正義とか不正義というのは彼らには関係のないことです。

▼中国共産党の権力闘争は単なる利権の奪い合い
 
現在、中国共産党内で激しい権力闘争が行われています。それをイデオロギー対立だとか、党の路線の解釈の違いだとか難しいことを言う人が多いんですが、簡単に言うと利権の奪い合いです。すごい利権ですからね。
 例えば、数億人が利用する携帯電話やインターネットの通信費は、チャイナモバイルなど2~3社に入る。これらの会社の利権を持っているのはすべて上海派です。証券会社の為替取引や国際金融などの利権も上海派に行き着く。

 一方、胡錦濤(中国国家主席)さんは共産主義青年団出身、いわゆる団派です。この人は共産主義イデオロギーの中で教育されて、人類平等という理想を抱いている。
 だから利権ばかり狙って、平等どころか貧乏人は飢えて死ねというような態度の人たち、つまり上海派とは合わないんです。水と油です。
 ただそうはいっても、団派もカネが要りますからね。それでほかの利権を狙うことになる。1つはレアアース。これは内蒙古自治区にしかないので、ここを押さえました。

 次に繁栄している地域を押さえていく。上海、広東、福建、遼寧、山東などのボスをどんどん押さえていく。広東省には胡錦濤の右腕のような人が派遣されている。また、北京の書記はこれまで団派が取ったことがないんですが、とうとう押さえた。

 実際にどうやってポストを押さえるかというと、簡単に言えばカネです。あるポストを取りたいと思えば、その人におカネを持っていく。

 例えば、全人代(全国人民代表大会)の委員のポストの相場は日本円で1000万円くらいです。しかし、1000万円以上の価値がある。何せハンコをもらうためにみんな賄賂を持ってくるわけですから。つまり非常に簡単な仕組みなんです。

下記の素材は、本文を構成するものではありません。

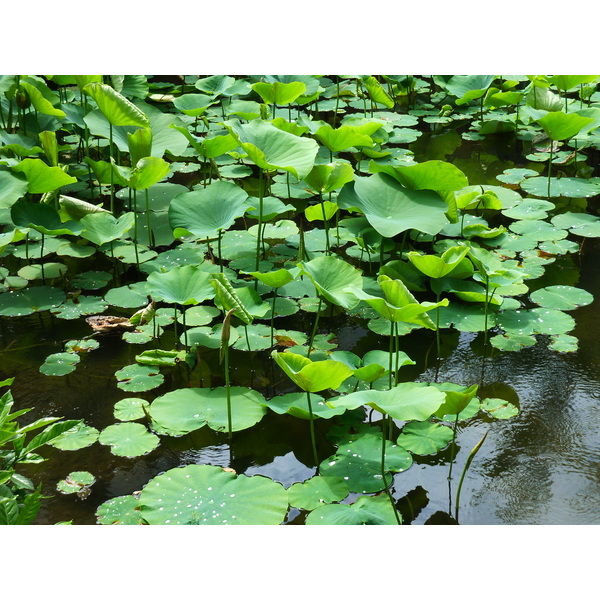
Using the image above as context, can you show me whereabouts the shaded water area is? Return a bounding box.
[2,122,600,525]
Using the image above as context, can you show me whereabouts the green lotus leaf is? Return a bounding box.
[103,281,148,308]
[113,397,150,422]
[529,308,576,335]
[502,198,555,220]
[530,285,594,311]
[288,475,349,511]
[548,75,598,91]
[371,159,468,191]
[490,333,537,352]
[549,333,579,353]
[0,169,29,209]
[70,271,113,291]
[146,265,215,306]
[552,212,600,237]
[396,420,454,455]
[39,352,80,376]
[306,493,399,525]
[407,246,471,279]
[96,495,144,525]
[195,75,238,96]
[84,82,149,128]
[186,323,239,349]
[480,397,519,419]
[149,386,267,435]
[305,200,338,222]
[18,81,65,118]
[271,351,354,393]
[299,255,363,310]
[536,111,593,141]
[231,323,273,352]
[115,363,164,392]
[139,464,288,525]
[247,268,296,289]
[127,157,171,190]
[266,392,347,420]
[251,81,306,105]
[168,180,249,238]
[444,75,496,104]
[178,305,220,327]
[98,422,159,457]
[47,423,99,450]
[303,161,355,194]
[314,122,383,152]
[319,433,412,493]
[224,118,318,180]
[18,262,67,281]
[64,338,100,353]
[11,159,76,194]
[329,382,446,421]
[11,198,83,235]
[338,173,448,238]
[0,286,65,316]
[522,176,600,199]
[433,384,479,419]
[57,471,95,495]
[173,93,215,116]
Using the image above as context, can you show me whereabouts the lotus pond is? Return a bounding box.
[2,74,600,525]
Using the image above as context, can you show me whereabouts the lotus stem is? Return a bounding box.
[455,431,488,521]
[109,123,114,214]
[270,289,277,348]
[145,188,152,247]
[548,144,553,199]
[307,296,323,357]
[447,413,460,482]
[380,414,402,525]
[306,391,319,469]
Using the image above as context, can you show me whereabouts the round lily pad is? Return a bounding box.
[98,422,160,457]
[17,262,68,281]
[266,392,347,420]
[306,493,400,525]
[64,338,100,353]
[51,295,109,320]
[114,397,150,421]
[115,363,164,392]
[0,286,65,316]
[149,386,267,435]
[39,352,80,376]
[57,471,95,495]
[287,475,349,511]
[47,423,99,451]
[549,333,579,353]
[530,285,594,311]
[139,464,289,525]
[396,420,454,455]
[71,270,113,290]
[105,281,149,308]
[319,433,413,493]
[96,495,144,525]
[480,397,519,419]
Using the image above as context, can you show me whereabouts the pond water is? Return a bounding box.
[2,105,600,526]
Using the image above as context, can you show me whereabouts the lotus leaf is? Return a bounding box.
[149,386,267,435]
[396,420,454,455]
[338,173,449,238]
[47,423,99,451]
[113,397,150,422]
[98,422,159,457]
[287,475,349,511]
[146,265,214,306]
[319,433,412,493]
[57,471,95,495]
[139,464,288,525]
[0,286,65,316]
[115,363,164,392]
[39,352,80,376]
[306,493,399,525]
[96,495,144,525]
[266,392,347,420]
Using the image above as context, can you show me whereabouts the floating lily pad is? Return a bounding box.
[149,386,267,435]
[287,475,349,511]
[490,333,537,352]
[549,333,579,353]
[114,397,150,421]
[177,305,220,327]
[96,495,144,525]
[139,464,289,525]
[98,422,160,457]
[47,423,99,451]
[529,308,576,335]
[17,262,68,281]
[51,295,109,320]
[551,212,600,238]
[480,397,519,419]
[104,281,149,308]
[530,285,594,311]
[306,493,399,525]
[71,270,113,290]
[521,176,600,198]
[39,352,80,376]
[64,338,100,353]
[0,286,65,316]
[396,420,454,455]
[115,363,164,392]
[502,198,555,220]
[57,471,95,495]
[319,433,413,493]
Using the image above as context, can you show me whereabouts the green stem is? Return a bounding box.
[145,188,152,247]
[109,123,115,214]
[455,431,488,522]
[548,143,553,199]
[255,169,264,273]
[306,391,319,469]
[270,289,277,348]
[307,296,323,357]
[224,341,232,441]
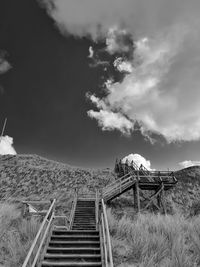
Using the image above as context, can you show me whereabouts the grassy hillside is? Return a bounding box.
[169,166,200,215]
[1,154,200,266]
[0,154,114,202]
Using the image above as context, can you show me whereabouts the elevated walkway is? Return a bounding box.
[109,159,177,212]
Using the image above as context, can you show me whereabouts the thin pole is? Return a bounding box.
[0,118,7,138]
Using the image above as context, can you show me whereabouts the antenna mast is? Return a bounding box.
[0,118,7,140]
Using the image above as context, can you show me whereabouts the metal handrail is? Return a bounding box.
[100,199,113,267]
[22,199,56,267]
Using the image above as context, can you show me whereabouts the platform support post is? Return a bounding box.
[133,185,137,209]
[133,178,140,213]
[157,193,161,208]
[160,183,166,214]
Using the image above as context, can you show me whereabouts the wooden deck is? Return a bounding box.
[104,159,178,213]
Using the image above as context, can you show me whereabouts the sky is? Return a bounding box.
[1,0,200,170]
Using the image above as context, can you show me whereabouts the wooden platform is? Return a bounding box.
[103,159,178,213]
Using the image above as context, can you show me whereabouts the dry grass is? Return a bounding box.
[107,209,200,267]
[0,202,40,267]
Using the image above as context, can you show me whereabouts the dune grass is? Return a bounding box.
[107,209,200,267]
[0,202,40,267]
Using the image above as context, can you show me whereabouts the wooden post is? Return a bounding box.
[157,192,161,208]
[125,159,129,174]
[160,183,166,214]
[136,181,140,212]
[114,158,119,174]
[133,185,137,209]
[137,171,140,212]
[133,174,140,213]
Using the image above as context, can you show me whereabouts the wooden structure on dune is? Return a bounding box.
[102,158,177,214]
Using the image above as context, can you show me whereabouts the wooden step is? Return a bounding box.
[50,235,99,241]
[48,241,100,248]
[52,230,99,236]
[72,227,96,229]
[44,254,101,261]
[41,260,102,266]
[47,247,101,254]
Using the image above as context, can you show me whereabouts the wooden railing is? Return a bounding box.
[22,199,56,267]
[95,190,99,230]
[103,173,136,200]
[116,161,177,184]
[69,190,78,230]
[100,199,114,267]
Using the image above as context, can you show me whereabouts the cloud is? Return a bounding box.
[0,51,12,94]
[39,0,200,143]
[89,25,200,142]
[113,57,133,73]
[88,46,94,58]
[0,51,11,74]
[0,136,17,155]
[179,160,200,169]
[122,153,152,170]
[88,109,133,134]
[0,60,11,74]
[106,27,134,56]
[38,0,200,39]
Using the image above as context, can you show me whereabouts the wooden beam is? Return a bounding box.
[160,183,166,214]
[142,185,163,211]
[133,185,137,210]
[135,180,140,212]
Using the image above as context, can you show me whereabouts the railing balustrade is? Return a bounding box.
[22,199,56,267]
[100,199,114,267]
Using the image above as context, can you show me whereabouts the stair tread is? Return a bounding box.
[45,254,101,258]
[50,241,100,244]
[52,230,99,233]
[52,237,99,238]
[48,247,100,250]
[42,261,102,266]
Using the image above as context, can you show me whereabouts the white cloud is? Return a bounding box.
[88,25,200,142]
[106,27,133,54]
[0,60,11,74]
[113,57,133,73]
[122,153,152,170]
[87,109,133,134]
[0,52,11,74]
[38,0,200,39]
[39,0,200,143]
[179,160,200,169]
[0,136,17,155]
[88,46,94,58]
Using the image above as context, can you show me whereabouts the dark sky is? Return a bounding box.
[0,0,200,170]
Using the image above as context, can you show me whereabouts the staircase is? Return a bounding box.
[40,199,102,267]
[103,173,136,202]
[72,200,96,231]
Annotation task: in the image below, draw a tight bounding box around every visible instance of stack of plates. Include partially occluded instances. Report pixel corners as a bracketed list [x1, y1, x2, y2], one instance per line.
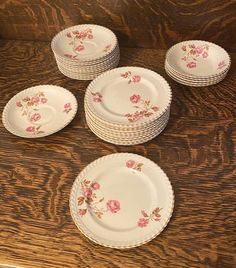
[70, 153, 174, 248]
[165, 40, 231, 87]
[84, 67, 172, 145]
[51, 24, 120, 80]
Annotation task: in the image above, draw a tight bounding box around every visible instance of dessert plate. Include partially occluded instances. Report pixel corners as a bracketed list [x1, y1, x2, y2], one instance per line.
[2, 85, 78, 138]
[70, 153, 174, 248]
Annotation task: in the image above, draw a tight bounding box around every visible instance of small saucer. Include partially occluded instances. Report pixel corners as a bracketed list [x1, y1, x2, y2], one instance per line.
[2, 85, 78, 138]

 中国はピラミッド構造です。トップは共産党の書記。次に政治局常務委員が9人、今度7人に減りますが。その下に政治局が25人。その下の中央委員が約200人。さらに中央委員候補というのがいる。
 この中央委員のうち実に約92%の家族や遠戚が海外で暮らしていて、海外のパスポートを取っていることが分かっています。これだけ見てもメチャクチャです。

▼中国のバブル崩壊はすでに始まっている

 中国のバブル崩壊は近いのではなく、すでに始まっています。今はそれをゴマかしているだけです。
 売れ残りマンションが約8000万戸あると推定されており、金額にして約5兆元、日本円で約64兆円。銀行の不良債権は少なく見積もって150兆円くらいある。要するに200兆円規模でバブルが間もなく弾けるわけです。

 中国のGDP(国内総生産)が約550兆円だから、どれだけの爆発力を持っているか。共産党の幹部はみんな知っているから真っ青になっている。そうした中で、人民は貧困にあえいでいて不満を持っている。そのガス抜きは今までは反日でしたが、効き目がなくなってきた。それで反政府暴動を起こしそうな人間をどんどん捕まえています。

 中国には国家安全部というのがあり、公安や警察と合わせた予算が、実は国防費よりも多いんです。誰も指摘しないんですが、これは大事な点です。中国の軍事力が脅威だと言うけれども、それを上回る予算を警察が使っている。

 それは外に対してではなく内側、国民の弾圧のために使っているわけです。インターネットの監視などを徹底してやっていて、権力側は自信を持っている。この壁を突き破って反政府運動に至るかどうかは大いに疑問です。そこまでの力はまだ民衆にはない。

 だから中国の体制はまだまだ崩れないでしょうし、よって経済は悪くなるいっぽうだと思います。
   (「マット安川のずばり勝負」10月19日放送より)」

 一方でWEB産経新聞では中国の要人がアメリカに蓄財している米紙の報道を掲載した。当然ながら当人は弁護士を通じて否定に躍起となっている。下層人民の反乱が怖くて仕方ないのだろう。